If you’ve had a significant amount of base training and want to run faster, this article is for you. This excellent excerpt reprinted with permission from Human Kinetics of Triathlon Workout Planner by John Mora
“Intervals (also known as repeats) are short bursts of speed repeated over a measured distance with recovery periods between each interval. As I discussed in the previous chapter, intervals are a key component of training for swimming and running. In this chapter, we’ll further explore 80/20 running workouts and also learn how to apply interval training to cycling.
Elite runner and author Jeff Galloway once wrote, “Intervals are based on a simple principle: The only way to run faster is to run faster” (Galloway 1984). Although that premise is true, there are some specific guidelines to interval training that can help you prevent injury and get the most out of your hard work.
* Base training first. Never begin any kind of speed work without a year’s solid base of consistent distance running. Intervals are demanding and can be very rough on your body, so it’s important that you’ve developed the muscle strength and joint integrity to support the effort.
* Set a baseline with a time trial. It’s a good idea to start off your interval training with a performance benchmark that tells you where you are now so that you can measure your speed improvements down the road. To set a baseline with a time trial, warm up at a slow pace for 2 miles (3.2 kilometers) on a running track that’s at least a quarter-mile (0.4 kilometer) long so that you don’t have the constant turning. Perform a 1-mile (1.6-kilometer) time trial at a hard pace you can sustain throughout the entire distance. Time yourself with a stopwatch (or have somebody time you). Cool down for another 2 miles (3.2 kilometers) of easy jogging. Make sure you record your trial time (not including warm-up or recovery distance) in your training log. Once every other month, repeat your 1-mile time trials, and you should see some steady, measurable improvements.
* Train for your distance. The interval workout for an Ironman-distance triathlon is much different than that for a sprint distance. For example, if you’re training for an Ironman-distance triathlon, you should be running half-mile (0.8-kilometer) intervals, 1-mile (1.6-kilometer) intervals, or a combination of both. This regimen builds your stamina and improves form for longer distances. For Olympic- or sprint-distance races, your workout should consist of a combination of half-mile (0.8-kilometer) and quarter-mile (0.4-kilometer) repeats.
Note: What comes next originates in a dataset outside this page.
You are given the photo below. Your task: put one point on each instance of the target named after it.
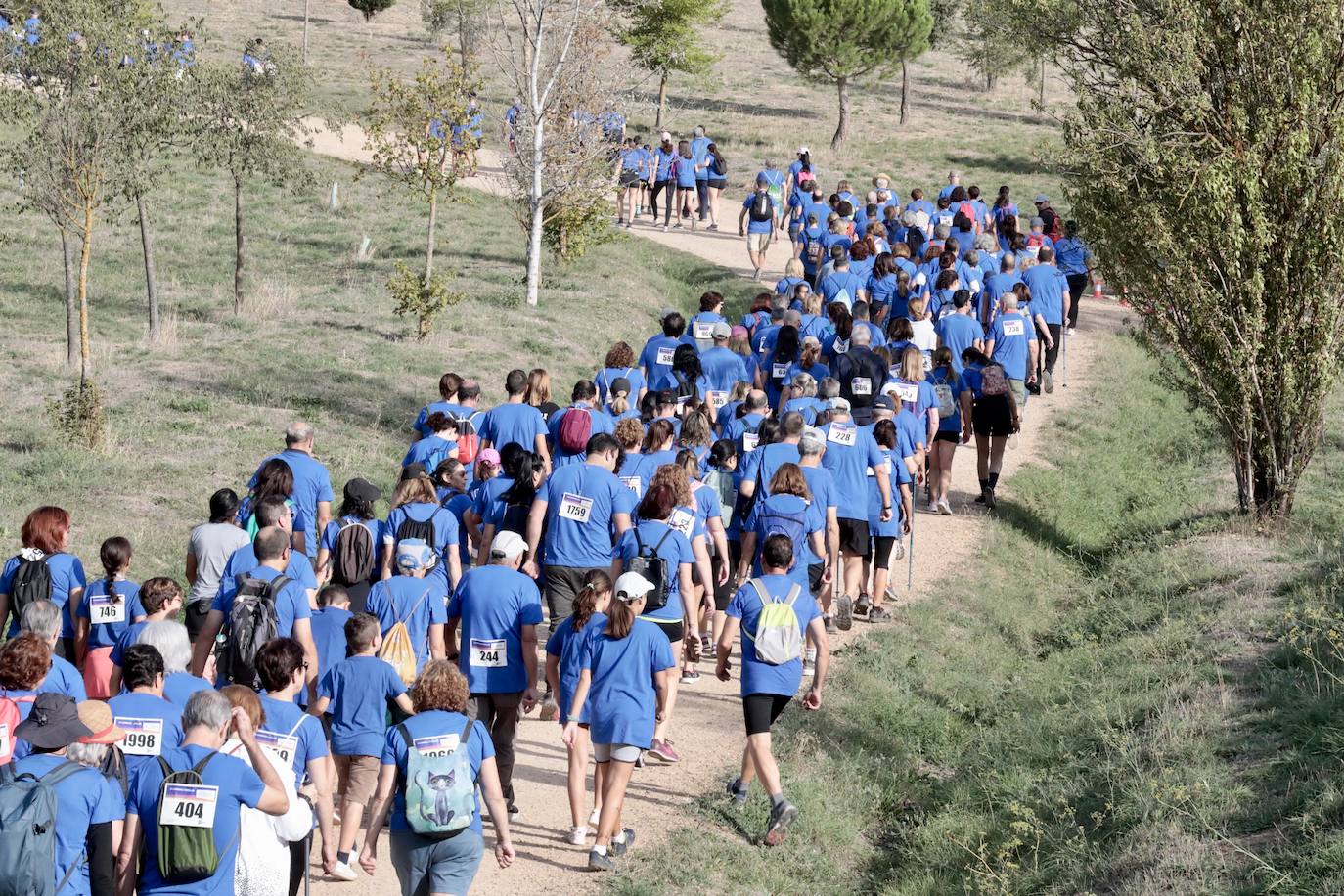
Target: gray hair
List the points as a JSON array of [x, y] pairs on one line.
[[298, 432], [208, 708], [171, 640], [42, 618]]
* Sandwich intervals with easy workouts. Speed work is very demanding, so you need to be relatively fresh going into one and give yourself a day or two of easy work afterward.
* Base your speed on your best running race times. Most intervals come in three distances: quarter-, half-, or 1-mile (0.4-, 0.8-, or 1.6-kilometer) intervals. How fast should you run them? You should feel as though you’re running close to your redline of effort, but err on the side of caution. If you feel as if you’re blowing a gasket, ease off. For a quarter-mile interval, run 5 to 7 seconds faster than your 5K to 10K race pace. For a half-mile interval, you should run at 5K pace to 5 seconds faster. For a mile interval, you should run at 5K to 10K pace.
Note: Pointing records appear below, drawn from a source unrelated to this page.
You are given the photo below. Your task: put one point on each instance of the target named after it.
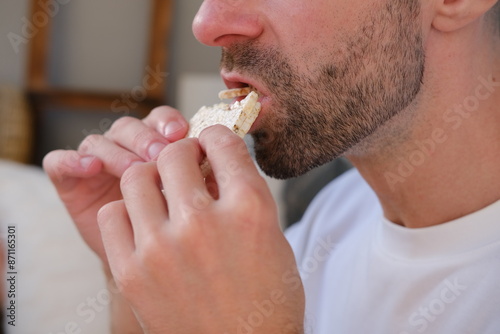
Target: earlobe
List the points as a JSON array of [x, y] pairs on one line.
[[452, 15]]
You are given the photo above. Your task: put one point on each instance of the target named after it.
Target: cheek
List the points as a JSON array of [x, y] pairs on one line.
[[307, 31]]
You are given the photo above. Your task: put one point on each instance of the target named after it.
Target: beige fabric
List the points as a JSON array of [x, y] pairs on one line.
[[16, 130]]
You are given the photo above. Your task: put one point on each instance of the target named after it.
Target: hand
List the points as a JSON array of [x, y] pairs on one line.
[[89, 178], [204, 256]]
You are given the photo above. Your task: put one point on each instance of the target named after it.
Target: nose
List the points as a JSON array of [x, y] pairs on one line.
[[222, 22]]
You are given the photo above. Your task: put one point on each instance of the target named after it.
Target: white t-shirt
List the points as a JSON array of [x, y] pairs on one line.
[[365, 275]]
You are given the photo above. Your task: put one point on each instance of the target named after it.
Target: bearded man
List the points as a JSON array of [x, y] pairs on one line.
[[409, 242]]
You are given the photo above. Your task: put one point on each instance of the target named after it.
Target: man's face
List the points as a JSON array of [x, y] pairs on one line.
[[330, 72]]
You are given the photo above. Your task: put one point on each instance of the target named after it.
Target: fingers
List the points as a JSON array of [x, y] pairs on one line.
[[144, 201], [116, 159], [135, 136], [61, 165], [181, 176], [116, 233], [167, 122], [231, 162]]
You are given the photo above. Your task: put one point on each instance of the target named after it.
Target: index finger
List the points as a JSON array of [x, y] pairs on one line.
[[232, 165]]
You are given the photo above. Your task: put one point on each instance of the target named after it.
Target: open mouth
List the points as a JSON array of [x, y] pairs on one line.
[[237, 93]]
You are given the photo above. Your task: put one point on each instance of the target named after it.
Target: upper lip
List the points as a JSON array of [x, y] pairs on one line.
[[236, 80]]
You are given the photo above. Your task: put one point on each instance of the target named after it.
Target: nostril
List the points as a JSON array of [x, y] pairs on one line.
[[218, 23]]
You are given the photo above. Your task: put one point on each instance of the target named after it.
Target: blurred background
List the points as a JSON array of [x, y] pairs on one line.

* Increase gradually. The first time on a track (once you’ve done a proper warm-up and a performance benchmark time trial as previously described) you’ll want to start with only one or two repeats. It may even seem like an easy or short workout at first, but err on the side of caution. Gradually increase the number of intervals according to your race distance and goal.
* Watch your form. The tendency for some triathletes is to lose proper running form after a long and arduous bike leg. Track workouts are an ideal time to focus on your form and make an effort to keep your body under control during sustained, high-intensity efforts. Similar to proper technique in the pool, good running form helps you become more efficient and avoid injury with good biomechanics. If you feel yourself running awkwardly or find your feet striking the track improperly during the latter half of an interval workout, consciously bring your body back to running smoothly and effortlessly.
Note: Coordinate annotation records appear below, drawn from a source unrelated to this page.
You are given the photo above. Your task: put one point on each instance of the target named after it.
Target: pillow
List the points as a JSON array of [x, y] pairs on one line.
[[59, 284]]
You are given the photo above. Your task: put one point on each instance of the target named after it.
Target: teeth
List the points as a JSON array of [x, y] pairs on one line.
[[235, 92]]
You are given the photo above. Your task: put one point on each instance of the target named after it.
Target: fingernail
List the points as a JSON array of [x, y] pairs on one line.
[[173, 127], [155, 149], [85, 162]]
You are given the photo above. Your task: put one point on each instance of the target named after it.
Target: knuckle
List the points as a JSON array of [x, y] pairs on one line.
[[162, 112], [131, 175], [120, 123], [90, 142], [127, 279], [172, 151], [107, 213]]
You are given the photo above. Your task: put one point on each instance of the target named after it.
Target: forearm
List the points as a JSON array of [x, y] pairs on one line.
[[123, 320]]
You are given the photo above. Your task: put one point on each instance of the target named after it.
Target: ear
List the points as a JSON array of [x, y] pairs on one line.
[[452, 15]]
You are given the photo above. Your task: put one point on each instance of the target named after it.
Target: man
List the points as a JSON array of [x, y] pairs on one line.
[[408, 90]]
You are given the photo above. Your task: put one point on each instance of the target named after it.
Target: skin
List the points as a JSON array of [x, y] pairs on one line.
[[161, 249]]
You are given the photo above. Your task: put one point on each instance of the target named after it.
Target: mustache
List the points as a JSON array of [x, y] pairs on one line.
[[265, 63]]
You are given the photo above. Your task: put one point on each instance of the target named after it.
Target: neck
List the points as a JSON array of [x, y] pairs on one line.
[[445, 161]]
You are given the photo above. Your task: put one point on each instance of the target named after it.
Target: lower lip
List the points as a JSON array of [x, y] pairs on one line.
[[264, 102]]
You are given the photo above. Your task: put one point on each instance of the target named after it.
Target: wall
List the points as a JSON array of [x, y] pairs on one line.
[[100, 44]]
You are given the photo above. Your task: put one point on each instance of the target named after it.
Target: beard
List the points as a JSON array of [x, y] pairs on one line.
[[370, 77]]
* Aim for consistent interval times. Done properly, interval workouts help your body to adapt to the prolonged hard effort of the running leg of a triathlon. By “properly” I mean a consistent pace on all the intervals. If there is more than a 5-second difference between interval times, you’re probably going out too fast for the first few. You need to hone your internal pace clock, which is in itself a valuable skill to have during any running event.
Although athletes most often associate intervals with running on a track, you can employ this type of speedwork just as easily on the bicycle, with great success. Professional cyclists have known for decades that a track isn’t always necessary for interval work.”